After a bit of research, the biggest types of bacteria found on doors are “staph, E. coli, Enterococcus and sometimes Salmonella” (“Silver Coating Kills Bacteria…). According to Forbes, the Restroom door sis the 6th most germ infected location, which leaves a high probability that these rather disgusting types of bacteria might just be on the ones in your dorm.
Many know all too well that the common cold and variations of it seem to run around campus looking for their next victims every second. According to the National Health Services in the United Kingdom, (Cold viruses) “can survive on countertops for up to six hours, on cloth and paper for 30-45 minutes and on skin for up to 20 minutes” (“How Long Do Bacteria and Viruses Live outside the Body?”).
If this information is true, it would mean that the best option is to, to my dismay, use your hands to open the bathroom door, due to the fact that the bacteria will live for a shorter time period on your hands than on your clothing. The main problem with assuming this, however, is that different bacteria can live on clothing and other surfaces for a longer period of time than others. These different forms of bacteria prove to be third variables that could definitely impact that conclusion, and make it so that the use of a sleeve or other part of your clothing to open the door is the best option.
There is truthfully not enough information that supports this claim to prove that the use of your clothing or hands is the better (and cleanlier) option, and to say that simply opening the door with your hands is the cleanest option, could be considered a false positive in the eyes of science. Yet, according to this study, the use of your hands might be the safest bet, but to me the lack of information leaves this conclusion to still be up in the air.
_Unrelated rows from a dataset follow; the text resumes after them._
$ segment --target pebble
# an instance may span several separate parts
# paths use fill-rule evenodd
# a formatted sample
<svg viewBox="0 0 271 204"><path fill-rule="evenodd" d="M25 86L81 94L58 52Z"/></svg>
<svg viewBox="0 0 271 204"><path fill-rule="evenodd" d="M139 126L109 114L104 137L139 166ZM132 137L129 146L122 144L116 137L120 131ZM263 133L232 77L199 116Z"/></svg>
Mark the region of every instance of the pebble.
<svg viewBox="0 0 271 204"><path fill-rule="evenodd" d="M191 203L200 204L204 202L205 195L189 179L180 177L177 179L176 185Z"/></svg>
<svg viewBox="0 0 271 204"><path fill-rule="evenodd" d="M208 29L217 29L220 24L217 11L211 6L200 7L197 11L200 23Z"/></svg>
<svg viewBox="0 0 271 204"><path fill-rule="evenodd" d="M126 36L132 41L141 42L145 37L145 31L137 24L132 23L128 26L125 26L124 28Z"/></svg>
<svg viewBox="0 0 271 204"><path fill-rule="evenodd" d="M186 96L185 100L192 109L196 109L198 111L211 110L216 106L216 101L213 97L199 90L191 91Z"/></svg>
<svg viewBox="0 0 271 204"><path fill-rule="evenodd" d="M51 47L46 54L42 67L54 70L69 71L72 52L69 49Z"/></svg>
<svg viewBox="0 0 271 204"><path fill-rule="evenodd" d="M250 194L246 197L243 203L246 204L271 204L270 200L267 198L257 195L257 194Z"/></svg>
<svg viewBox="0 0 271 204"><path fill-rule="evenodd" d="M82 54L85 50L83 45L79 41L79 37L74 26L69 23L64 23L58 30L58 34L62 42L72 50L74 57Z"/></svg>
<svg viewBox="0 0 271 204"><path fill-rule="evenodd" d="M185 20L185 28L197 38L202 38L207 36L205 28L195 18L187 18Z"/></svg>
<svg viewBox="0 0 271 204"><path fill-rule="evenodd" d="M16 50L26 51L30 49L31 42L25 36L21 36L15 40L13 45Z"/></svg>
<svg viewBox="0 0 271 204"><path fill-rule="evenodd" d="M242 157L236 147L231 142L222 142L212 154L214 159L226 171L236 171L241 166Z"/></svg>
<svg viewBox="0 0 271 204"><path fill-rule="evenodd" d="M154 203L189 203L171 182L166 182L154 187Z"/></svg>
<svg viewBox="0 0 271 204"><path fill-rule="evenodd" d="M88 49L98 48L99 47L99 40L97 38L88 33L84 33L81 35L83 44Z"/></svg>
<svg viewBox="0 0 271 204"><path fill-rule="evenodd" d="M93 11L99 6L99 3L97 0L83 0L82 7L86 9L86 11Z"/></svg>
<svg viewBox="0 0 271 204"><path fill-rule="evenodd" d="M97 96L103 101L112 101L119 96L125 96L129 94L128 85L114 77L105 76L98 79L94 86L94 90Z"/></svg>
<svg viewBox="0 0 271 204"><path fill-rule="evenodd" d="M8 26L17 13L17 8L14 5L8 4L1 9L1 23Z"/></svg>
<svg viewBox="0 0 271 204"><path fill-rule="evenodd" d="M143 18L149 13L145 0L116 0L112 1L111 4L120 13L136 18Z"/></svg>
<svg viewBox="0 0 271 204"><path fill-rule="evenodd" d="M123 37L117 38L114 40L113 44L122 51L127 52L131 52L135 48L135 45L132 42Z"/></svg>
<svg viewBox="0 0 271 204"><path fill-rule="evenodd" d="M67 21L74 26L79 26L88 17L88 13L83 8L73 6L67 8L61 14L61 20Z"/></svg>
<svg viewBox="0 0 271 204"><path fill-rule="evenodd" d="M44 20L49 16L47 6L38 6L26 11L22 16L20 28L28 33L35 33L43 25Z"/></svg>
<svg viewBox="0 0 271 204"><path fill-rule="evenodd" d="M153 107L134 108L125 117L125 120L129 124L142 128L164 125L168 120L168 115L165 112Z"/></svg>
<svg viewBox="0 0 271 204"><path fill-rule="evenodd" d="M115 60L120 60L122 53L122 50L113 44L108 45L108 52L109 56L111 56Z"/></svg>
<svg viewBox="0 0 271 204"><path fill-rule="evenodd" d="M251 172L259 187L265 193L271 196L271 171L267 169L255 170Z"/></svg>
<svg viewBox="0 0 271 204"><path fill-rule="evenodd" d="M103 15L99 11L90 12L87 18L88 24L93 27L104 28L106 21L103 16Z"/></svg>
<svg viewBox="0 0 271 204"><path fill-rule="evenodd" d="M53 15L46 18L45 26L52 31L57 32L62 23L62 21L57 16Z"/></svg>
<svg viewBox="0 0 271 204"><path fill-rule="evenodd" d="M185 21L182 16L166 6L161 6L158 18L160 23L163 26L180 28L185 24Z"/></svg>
(Here are some ways that people go about “avoiding germs” in bathrooms.)
Cohen, Jennifer. “10 Worst Germ Hot Spots.” Forbes. Forbes Magazine, 12 June 2012. Web. 12 Oct. 2014.
“How Long Do Bacteria and Viruses Live outside the Body?” How Long Do Bacteria and Viruses Live outside the Body? Gov.UK, n.d. Web. 13 Oct. 2014.
“Silver Coating Kills Bacteria on Campus Door Handles.” Penn State Erie, The Behrend College. Pennsylvania State University, n.d. Web. 13 Oct. 2014.